El presidente Rodrigo Chaves dijo a la prensa que a partir de ahora Costa Rica “no reconoce la legitimidad del régimen comunista de Cuba en vista del maltrato, la represión, las condiciones indignas en que tienen a los habitantes de esa isla hermosa”.
“Hay que limpiar al hemisferio de comunistas (...), nosotros no le vamos a dar legitimidad al régimen que oprime y tortura a casi 10 millones de cubanos hoy”, afirmó el mandatario derechista, quien será relevado por su copartidaria Laura Fernández el próximo 8 de mayo.
La Habana calificó esa decisión como “arbitraria, evidentemente adoptada bajo presión y sin tener en consideración los intereses nacionales y de ese pueblo hermano”.

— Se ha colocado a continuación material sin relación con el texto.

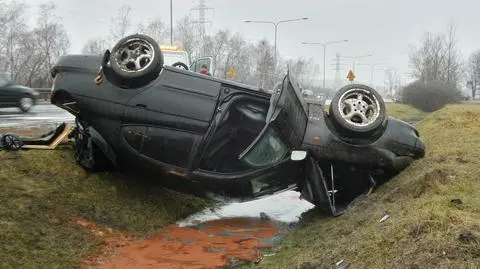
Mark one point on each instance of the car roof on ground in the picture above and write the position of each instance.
(220, 80)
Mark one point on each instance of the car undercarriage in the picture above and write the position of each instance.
(227, 140)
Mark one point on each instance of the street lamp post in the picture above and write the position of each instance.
(324, 53)
(171, 22)
(275, 24)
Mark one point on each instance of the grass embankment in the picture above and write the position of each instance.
(45, 192)
(426, 229)
(405, 112)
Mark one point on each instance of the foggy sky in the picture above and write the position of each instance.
(384, 28)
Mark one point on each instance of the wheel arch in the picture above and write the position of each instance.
(102, 144)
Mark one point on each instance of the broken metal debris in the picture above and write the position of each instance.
(10, 142)
(387, 216)
(50, 140)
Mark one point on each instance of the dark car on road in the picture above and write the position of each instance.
(13, 95)
(225, 140)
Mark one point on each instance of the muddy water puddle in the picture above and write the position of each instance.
(228, 235)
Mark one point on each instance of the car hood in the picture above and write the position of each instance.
(22, 89)
(78, 63)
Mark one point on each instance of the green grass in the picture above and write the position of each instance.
(405, 112)
(424, 225)
(44, 192)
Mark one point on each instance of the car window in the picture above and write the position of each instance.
(198, 64)
(269, 149)
(4, 80)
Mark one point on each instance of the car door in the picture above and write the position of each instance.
(283, 132)
(286, 119)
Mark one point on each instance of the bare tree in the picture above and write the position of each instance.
(265, 72)
(121, 23)
(156, 29)
(14, 27)
(95, 46)
(217, 47)
(185, 35)
(473, 72)
(438, 58)
(51, 37)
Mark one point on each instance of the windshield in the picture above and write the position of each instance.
(171, 57)
(269, 149)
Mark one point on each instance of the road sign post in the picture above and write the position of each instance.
(232, 73)
(351, 76)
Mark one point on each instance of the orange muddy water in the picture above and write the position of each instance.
(214, 244)
(237, 235)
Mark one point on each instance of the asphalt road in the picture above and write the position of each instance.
(40, 115)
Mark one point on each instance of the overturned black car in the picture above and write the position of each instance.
(224, 140)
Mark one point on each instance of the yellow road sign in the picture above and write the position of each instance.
(351, 75)
(232, 73)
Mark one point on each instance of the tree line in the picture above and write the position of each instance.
(29, 52)
(441, 72)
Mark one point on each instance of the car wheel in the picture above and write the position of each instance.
(26, 103)
(136, 59)
(357, 109)
(180, 65)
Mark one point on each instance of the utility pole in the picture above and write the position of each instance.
(337, 82)
(171, 22)
(275, 24)
(324, 53)
(202, 20)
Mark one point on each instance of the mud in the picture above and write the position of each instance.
(215, 238)
(214, 244)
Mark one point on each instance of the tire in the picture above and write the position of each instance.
(136, 59)
(180, 65)
(357, 110)
(26, 103)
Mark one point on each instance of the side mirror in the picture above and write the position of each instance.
(298, 155)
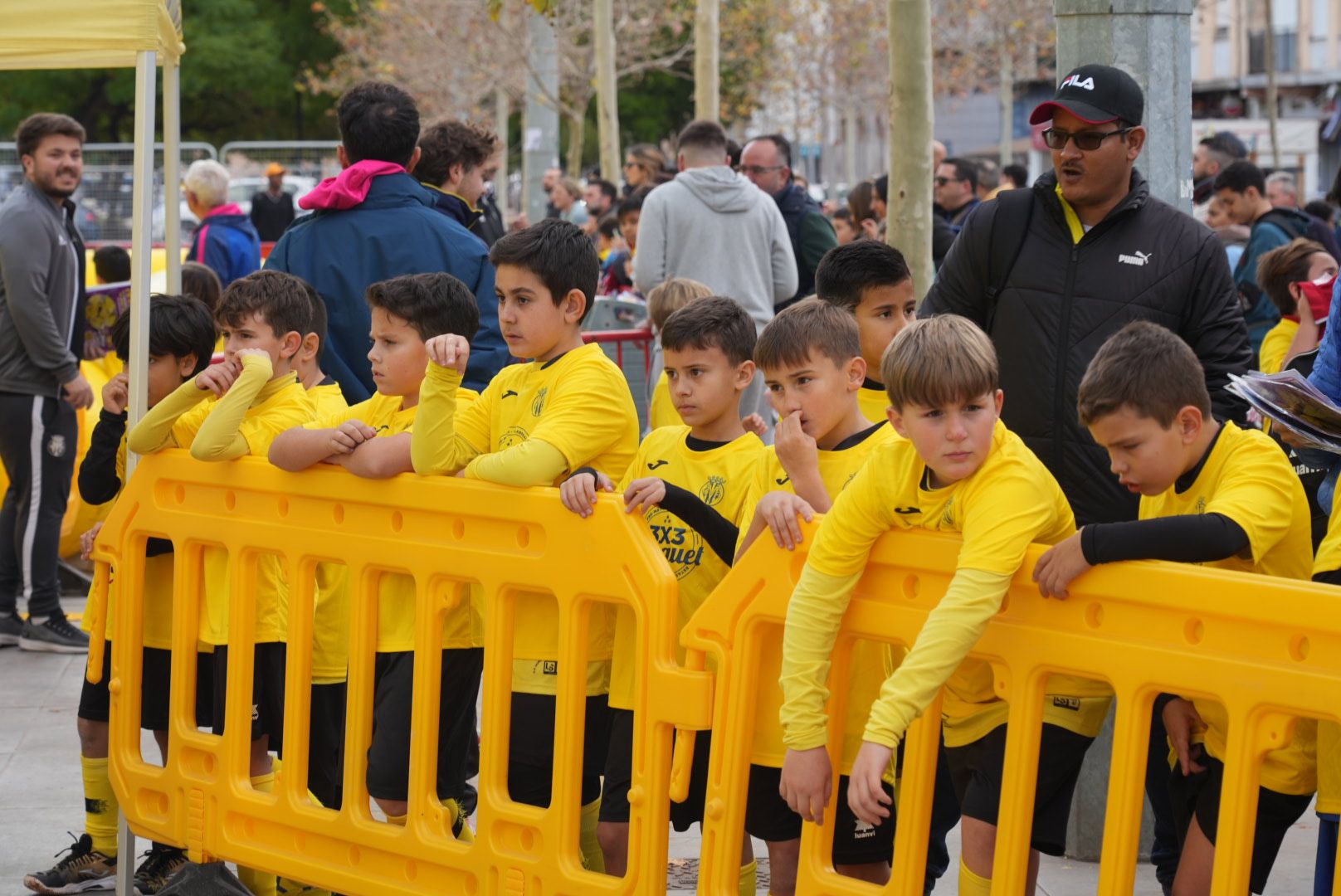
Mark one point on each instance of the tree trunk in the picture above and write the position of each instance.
(1271, 105)
(707, 34)
(607, 91)
(908, 223)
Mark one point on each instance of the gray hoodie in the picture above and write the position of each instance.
(714, 226)
(41, 294)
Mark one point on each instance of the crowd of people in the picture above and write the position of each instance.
(1061, 382)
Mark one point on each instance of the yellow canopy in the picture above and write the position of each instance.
(87, 34)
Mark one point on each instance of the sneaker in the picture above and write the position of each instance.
(54, 636)
(11, 630)
(160, 864)
(82, 871)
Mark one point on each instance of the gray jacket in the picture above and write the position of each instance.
(715, 227)
(41, 291)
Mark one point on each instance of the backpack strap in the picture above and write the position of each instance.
(1006, 237)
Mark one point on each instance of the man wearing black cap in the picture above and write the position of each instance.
(1053, 271)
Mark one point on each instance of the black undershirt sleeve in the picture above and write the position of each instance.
(712, 526)
(1192, 538)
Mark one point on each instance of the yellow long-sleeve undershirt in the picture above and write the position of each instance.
(814, 616)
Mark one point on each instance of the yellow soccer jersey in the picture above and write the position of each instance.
(1247, 478)
(873, 400)
(579, 404)
(720, 478)
(1275, 345)
(661, 411)
(157, 587)
(1001, 510)
(280, 406)
(463, 626)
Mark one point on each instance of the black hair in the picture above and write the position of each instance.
(431, 304)
(964, 171)
(178, 325)
(715, 322)
(378, 121)
(846, 271)
(111, 263)
(280, 299)
(1239, 176)
(555, 251)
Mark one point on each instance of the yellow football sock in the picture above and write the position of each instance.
(750, 879)
(971, 884)
(101, 806)
(592, 856)
(261, 883)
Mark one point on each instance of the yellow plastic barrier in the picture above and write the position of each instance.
(441, 532)
(1267, 650)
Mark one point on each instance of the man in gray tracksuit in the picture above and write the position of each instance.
(41, 319)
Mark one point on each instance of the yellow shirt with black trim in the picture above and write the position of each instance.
(1275, 345)
(720, 478)
(579, 404)
(870, 661)
(282, 404)
(463, 626)
(157, 587)
(1247, 478)
(1007, 504)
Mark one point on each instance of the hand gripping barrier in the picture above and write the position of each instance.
(1267, 650)
(440, 532)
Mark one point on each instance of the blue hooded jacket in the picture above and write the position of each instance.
(396, 230)
(227, 243)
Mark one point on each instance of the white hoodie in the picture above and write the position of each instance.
(714, 226)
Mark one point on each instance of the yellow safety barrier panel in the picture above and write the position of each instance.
(441, 532)
(1267, 650)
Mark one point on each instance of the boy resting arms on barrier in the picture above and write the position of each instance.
(869, 280)
(810, 358)
(568, 407)
(232, 409)
(958, 470)
(690, 482)
(373, 441)
(181, 339)
(1212, 494)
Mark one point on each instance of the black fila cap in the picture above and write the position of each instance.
(1096, 94)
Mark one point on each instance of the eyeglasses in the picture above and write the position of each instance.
(754, 171)
(1085, 141)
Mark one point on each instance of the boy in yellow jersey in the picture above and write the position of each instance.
(690, 482)
(663, 300)
(1212, 494)
(959, 470)
(568, 407)
(810, 358)
(181, 339)
(869, 280)
(232, 409)
(373, 441)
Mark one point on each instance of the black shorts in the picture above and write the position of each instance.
(977, 772)
(267, 693)
(856, 843)
(154, 691)
(326, 743)
(393, 693)
(1199, 794)
(530, 767)
(618, 776)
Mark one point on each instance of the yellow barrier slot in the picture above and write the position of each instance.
(443, 533)
(1267, 650)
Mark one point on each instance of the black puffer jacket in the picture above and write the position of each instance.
(1144, 262)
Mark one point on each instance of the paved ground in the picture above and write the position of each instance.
(41, 796)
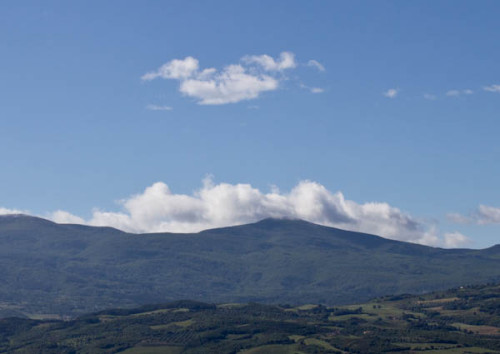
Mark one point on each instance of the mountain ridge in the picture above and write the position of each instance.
(69, 269)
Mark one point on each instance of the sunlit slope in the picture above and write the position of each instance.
(68, 269)
(461, 320)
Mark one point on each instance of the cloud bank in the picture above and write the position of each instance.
(483, 215)
(158, 209)
(246, 80)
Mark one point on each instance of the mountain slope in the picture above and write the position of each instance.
(461, 320)
(71, 269)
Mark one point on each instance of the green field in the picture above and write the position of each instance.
(467, 320)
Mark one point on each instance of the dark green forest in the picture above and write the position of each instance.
(461, 320)
(52, 270)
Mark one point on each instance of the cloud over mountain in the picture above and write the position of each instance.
(158, 209)
(484, 214)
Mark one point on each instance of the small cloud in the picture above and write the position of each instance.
(153, 107)
(483, 215)
(316, 64)
(492, 88)
(453, 93)
(317, 90)
(455, 239)
(391, 93)
(286, 61)
(64, 217)
(312, 89)
(6, 211)
(174, 69)
(456, 93)
(234, 83)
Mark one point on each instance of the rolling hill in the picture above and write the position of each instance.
(461, 320)
(66, 270)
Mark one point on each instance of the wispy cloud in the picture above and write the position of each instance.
(456, 93)
(484, 214)
(246, 80)
(268, 63)
(315, 64)
(312, 89)
(455, 239)
(153, 107)
(391, 93)
(158, 209)
(5, 211)
(492, 88)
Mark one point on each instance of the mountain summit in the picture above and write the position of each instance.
(70, 269)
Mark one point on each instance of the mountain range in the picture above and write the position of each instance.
(49, 269)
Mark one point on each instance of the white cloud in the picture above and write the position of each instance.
(312, 89)
(316, 64)
(63, 217)
(175, 69)
(484, 214)
(391, 93)
(455, 239)
(317, 90)
(153, 107)
(5, 211)
(234, 83)
(158, 209)
(456, 93)
(286, 61)
(492, 88)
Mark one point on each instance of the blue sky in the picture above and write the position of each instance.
(78, 133)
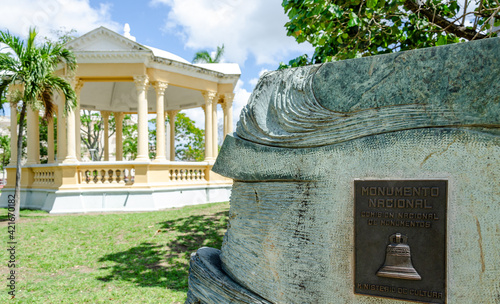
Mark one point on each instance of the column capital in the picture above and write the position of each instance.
(160, 87)
(172, 113)
(209, 96)
(141, 82)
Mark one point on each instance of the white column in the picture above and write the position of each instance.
(119, 135)
(215, 129)
(141, 83)
(61, 132)
(105, 118)
(171, 123)
(32, 137)
(209, 98)
(13, 134)
(50, 141)
(228, 113)
(160, 87)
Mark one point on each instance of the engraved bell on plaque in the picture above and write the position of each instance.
(397, 263)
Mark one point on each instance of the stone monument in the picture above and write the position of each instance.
(372, 180)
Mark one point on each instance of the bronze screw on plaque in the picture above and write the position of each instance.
(397, 263)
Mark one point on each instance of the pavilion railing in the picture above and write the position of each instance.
(99, 175)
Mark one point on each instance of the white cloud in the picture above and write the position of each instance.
(245, 27)
(47, 15)
(254, 81)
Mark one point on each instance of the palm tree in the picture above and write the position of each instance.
(29, 70)
(205, 57)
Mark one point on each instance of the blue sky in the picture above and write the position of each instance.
(252, 31)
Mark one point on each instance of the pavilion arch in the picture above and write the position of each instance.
(115, 74)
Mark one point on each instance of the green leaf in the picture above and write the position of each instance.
(442, 40)
(353, 21)
(335, 10)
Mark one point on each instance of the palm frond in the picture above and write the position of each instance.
(48, 103)
(13, 42)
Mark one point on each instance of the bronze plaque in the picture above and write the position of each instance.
(400, 239)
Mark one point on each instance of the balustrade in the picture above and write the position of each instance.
(100, 176)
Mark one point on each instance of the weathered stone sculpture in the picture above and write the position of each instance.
(325, 155)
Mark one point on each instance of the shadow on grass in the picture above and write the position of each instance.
(167, 265)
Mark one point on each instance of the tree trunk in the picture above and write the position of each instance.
(17, 197)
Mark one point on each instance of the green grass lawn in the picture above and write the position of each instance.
(103, 258)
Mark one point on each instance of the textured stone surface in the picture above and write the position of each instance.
(291, 235)
(307, 134)
(209, 284)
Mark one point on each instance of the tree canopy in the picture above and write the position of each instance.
(27, 71)
(344, 29)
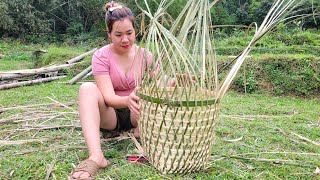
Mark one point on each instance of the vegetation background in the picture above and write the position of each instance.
(269, 132)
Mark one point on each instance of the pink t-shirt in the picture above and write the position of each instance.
(105, 63)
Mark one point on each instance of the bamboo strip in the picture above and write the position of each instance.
(80, 75)
(26, 83)
(4, 75)
(80, 57)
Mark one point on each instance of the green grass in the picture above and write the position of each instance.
(267, 117)
(258, 135)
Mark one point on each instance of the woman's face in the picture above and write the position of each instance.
(122, 35)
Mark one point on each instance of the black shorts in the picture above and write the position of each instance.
(123, 123)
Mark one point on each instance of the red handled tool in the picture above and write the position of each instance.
(137, 158)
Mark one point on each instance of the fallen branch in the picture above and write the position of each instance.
(26, 83)
(306, 139)
(80, 75)
(19, 142)
(28, 72)
(276, 161)
(29, 128)
(86, 76)
(53, 105)
(80, 57)
(252, 117)
(278, 152)
(63, 105)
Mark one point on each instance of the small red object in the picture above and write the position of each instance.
(137, 158)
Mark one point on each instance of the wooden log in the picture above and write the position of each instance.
(29, 72)
(80, 75)
(80, 57)
(26, 83)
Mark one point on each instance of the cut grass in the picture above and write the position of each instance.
(246, 158)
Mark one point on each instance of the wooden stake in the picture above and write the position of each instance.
(80, 57)
(26, 83)
(28, 72)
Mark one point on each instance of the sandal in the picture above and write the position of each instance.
(88, 166)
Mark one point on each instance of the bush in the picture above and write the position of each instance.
(280, 74)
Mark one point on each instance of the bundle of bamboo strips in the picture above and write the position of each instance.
(177, 123)
(10, 79)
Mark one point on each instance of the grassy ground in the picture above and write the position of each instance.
(259, 136)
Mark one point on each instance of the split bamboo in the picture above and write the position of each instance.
(26, 83)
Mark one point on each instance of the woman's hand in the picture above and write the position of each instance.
(133, 104)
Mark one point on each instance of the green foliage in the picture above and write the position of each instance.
(281, 74)
(22, 17)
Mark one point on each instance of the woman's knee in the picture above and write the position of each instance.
(87, 87)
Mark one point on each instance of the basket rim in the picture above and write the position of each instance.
(165, 101)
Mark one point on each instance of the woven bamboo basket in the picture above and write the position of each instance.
(177, 135)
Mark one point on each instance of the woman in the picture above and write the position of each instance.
(111, 104)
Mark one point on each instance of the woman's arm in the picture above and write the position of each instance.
(104, 84)
(110, 98)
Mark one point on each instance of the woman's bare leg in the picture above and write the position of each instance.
(94, 113)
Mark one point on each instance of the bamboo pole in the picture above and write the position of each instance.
(86, 76)
(80, 75)
(28, 72)
(25, 83)
(80, 57)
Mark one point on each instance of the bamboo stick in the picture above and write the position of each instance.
(80, 75)
(25, 83)
(28, 72)
(80, 57)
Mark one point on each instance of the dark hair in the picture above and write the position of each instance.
(117, 14)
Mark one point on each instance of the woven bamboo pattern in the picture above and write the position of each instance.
(177, 136)
(177, 120)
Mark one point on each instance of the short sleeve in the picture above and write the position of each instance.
(100, 63)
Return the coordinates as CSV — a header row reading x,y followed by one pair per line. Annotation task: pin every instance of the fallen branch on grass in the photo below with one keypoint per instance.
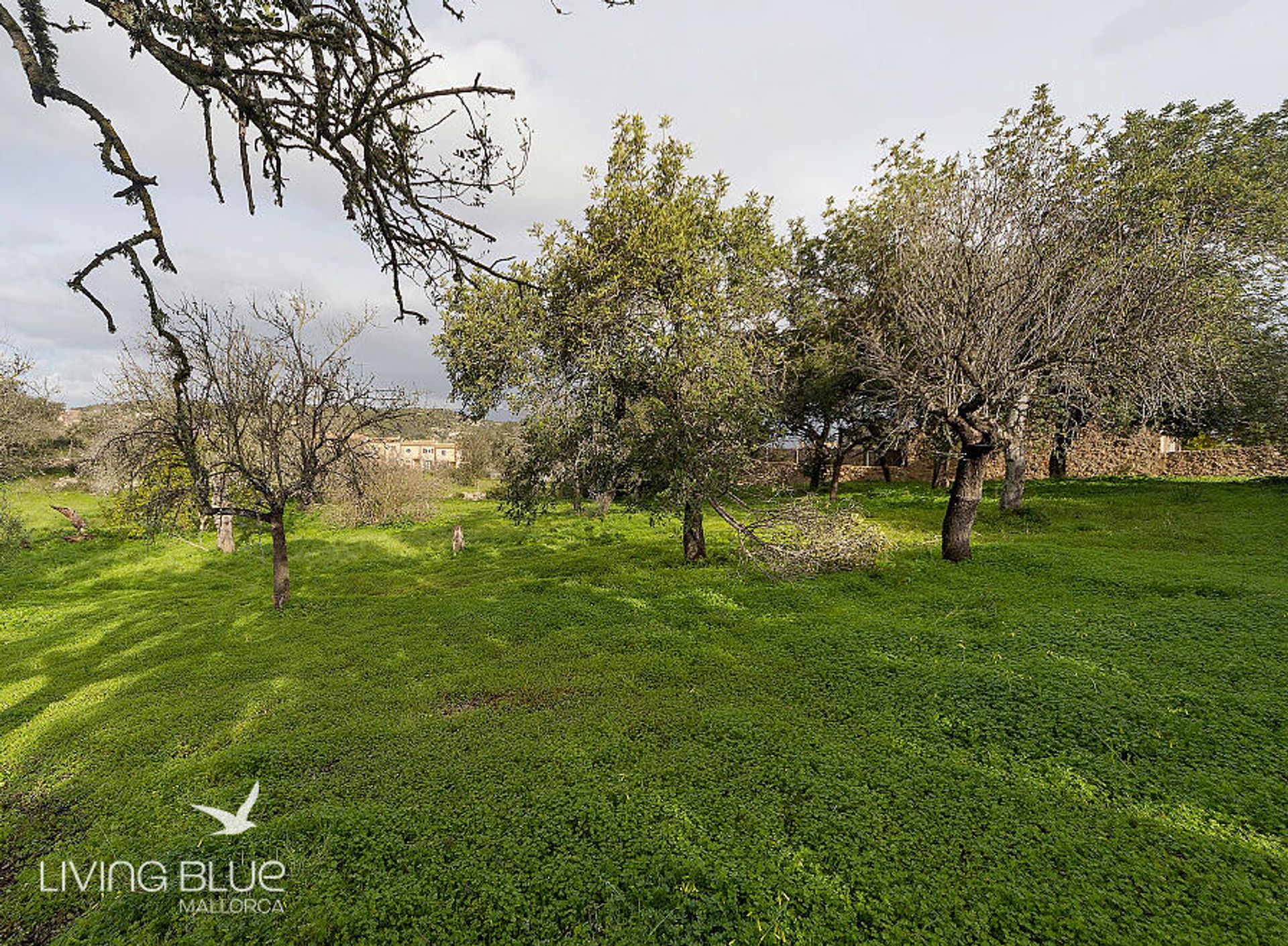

“Con este paso, el gobierno costarricense, que exhibe un historial de subordinación a la política de los Estados Unidos contra Cuba, se suma una vez más a la ofensiva del
gobierno estadounidense en sus renovados intentos por aislar a nuestro país de las naciones de Nuestra América", afirma un comunicado divulgado por el Ministerio de Relaciones Exteriores cubano.
La decisión costarricense se produce en un contexto regional más amplio. Apenas dos semanas antes, el gobierno de Ecuador, encabezado por el también derechista Daniel Noboa, ordenó la salida del personal diplomático cubano en Quito, alegando injerencia en asuntos internos.